Dia layak untuk menerima kitabnya dengan angan kanan, sebagaimana ALLAH berfirman, “Adapun orang yang diberikan kitabnya dari sebelah kanannya, maka dia akan diperiksa dengan pemeriksaan yang mudah, dan dia akan kembali kepada kaumnya (yang sama-sama beriman) dengan gembira. Adapun orang-orang yang diberikan kitabnya dari belakang, maka dia akan berteriak: "Celakalah aku." Dan dia akan masuk ke dalam api yang menyala-nyala (neraka). Sesungguhnya dia dahulu (di dunia) bergembira di kalangan kaumnya (yang sama-sama kafir).” (QS. Al-Insyiqaq: 7-13)

Salah Mengambil Timbangan

Ada orang yang merasa puas ketika punya banyak teman dan pendukung. Fenomena itu lantas dijadikan indikator bahwa dia termasuk orang yang baik. Kalau dia tidak termasuk orang baik, mana mungkin disegani oleh banyak orang. Demikian pikirnya.

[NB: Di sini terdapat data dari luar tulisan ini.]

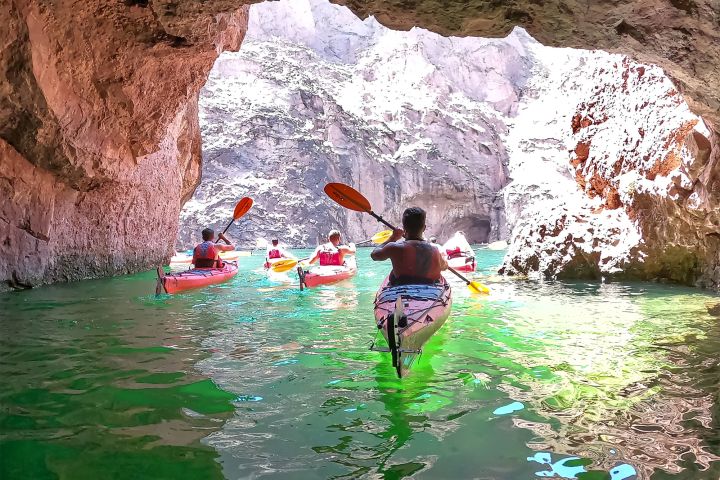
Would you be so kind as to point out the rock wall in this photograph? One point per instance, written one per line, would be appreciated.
(99, 135)
(88, 92)
(316, 95)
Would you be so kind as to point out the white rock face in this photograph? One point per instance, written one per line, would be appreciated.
(566, 149)
(316, 95)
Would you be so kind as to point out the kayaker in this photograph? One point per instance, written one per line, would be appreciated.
(414, 260)
(332, 253)
(207, 253)
(275, 251)
(433, 242)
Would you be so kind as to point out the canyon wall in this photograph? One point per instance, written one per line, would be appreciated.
(317, 96)
(98, 100)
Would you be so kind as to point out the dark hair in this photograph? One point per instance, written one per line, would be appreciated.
(208, 234)
(413, 219)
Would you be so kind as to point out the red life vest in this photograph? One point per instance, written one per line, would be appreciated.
(329, 257)
(205, 255)
(455, 252)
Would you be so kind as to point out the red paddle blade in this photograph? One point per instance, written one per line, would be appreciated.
(243, 206)
(347, 197)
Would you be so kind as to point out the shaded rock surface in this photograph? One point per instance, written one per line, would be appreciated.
(99, 134)
(317, 96)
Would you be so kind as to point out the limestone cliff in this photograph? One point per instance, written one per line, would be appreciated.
(99, 135)
(98, 99)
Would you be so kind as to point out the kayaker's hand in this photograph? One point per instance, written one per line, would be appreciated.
(398, 233)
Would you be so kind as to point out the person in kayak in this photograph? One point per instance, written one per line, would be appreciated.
(332, 253)
(414, 260)
(275, 251)
(207, 253)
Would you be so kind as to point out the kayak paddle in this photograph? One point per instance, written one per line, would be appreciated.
(348, 197)
(242, 207)
(378, 238)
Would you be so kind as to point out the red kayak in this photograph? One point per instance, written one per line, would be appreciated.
(463, 264)
(408, 316)
(324, 275)
(194, 278)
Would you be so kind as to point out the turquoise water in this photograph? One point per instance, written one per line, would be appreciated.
(253, 378)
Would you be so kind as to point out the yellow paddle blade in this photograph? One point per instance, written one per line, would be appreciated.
(382, 237)
(477, 287)
(283, 265)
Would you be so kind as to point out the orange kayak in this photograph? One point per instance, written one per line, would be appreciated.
(463, 264)
(194, 278)
(324, 275)
(182, 258)
(408, 316)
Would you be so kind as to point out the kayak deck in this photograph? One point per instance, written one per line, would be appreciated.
(194, 278)
(408, 315)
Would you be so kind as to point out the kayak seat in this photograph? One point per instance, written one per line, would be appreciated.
(415, 292)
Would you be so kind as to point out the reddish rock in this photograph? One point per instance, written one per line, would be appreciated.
(98, 106)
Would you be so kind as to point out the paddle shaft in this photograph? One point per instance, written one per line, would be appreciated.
(380, 219)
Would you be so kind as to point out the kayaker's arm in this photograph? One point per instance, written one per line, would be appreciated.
(384, 251)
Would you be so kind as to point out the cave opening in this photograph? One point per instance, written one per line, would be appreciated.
(494, 137)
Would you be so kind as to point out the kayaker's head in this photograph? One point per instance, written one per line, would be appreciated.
(414, 222)
(334, 237)
(208, 234)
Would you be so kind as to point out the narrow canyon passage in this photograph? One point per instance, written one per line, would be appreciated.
(572, 193)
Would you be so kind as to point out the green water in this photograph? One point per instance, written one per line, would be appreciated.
(254, 378)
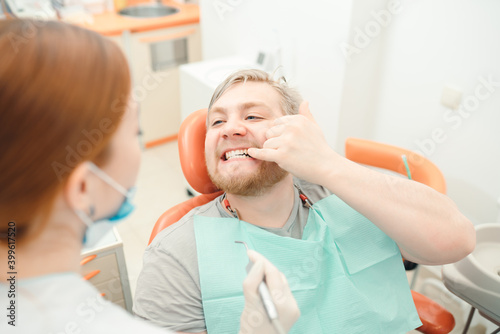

Sebagian yang lain berusaha mengikuti arus kebanyakan dan merasa aman bila berbuat seperti umumnya manusia. Baginya, tanda kebenaran dan tanda kebaikan diukur dengan suara mayoritas manusia. Seperti penganut agama demokrasi: “Vox populi vox dei” (suara rakyat suara tuhan). Lalu segala yang di luar kebiasaan dan keumuman masyarakatnya dicap sebagai kesalahan atau kesesatan.

Kelompok lain, adalah kelompok yang mengetahui adanya kewajiban yang dia harus kerjakan sebagai seorang muslim. Namun ketika dia melihat kebanyakan manusia meninggalkan kewajiban shalat misalnya, diapun merasa cukup puas dan merasa bangga karena masih bisa megerjakan shalat lima waktu, meskipun dilakukan sendirian di rumah dengan tidak berjama’ah ke masjid dan di sisa-sisa waktu dan tenaga. ‘Masih mending daripada si fulan yang bolong-bolong shalatnya.’ Demikian kilahnya. Belum lagi remnya ‘blong’, yang tak mampu mencegah berbagai kecendrungan syahwat yang diharamkan.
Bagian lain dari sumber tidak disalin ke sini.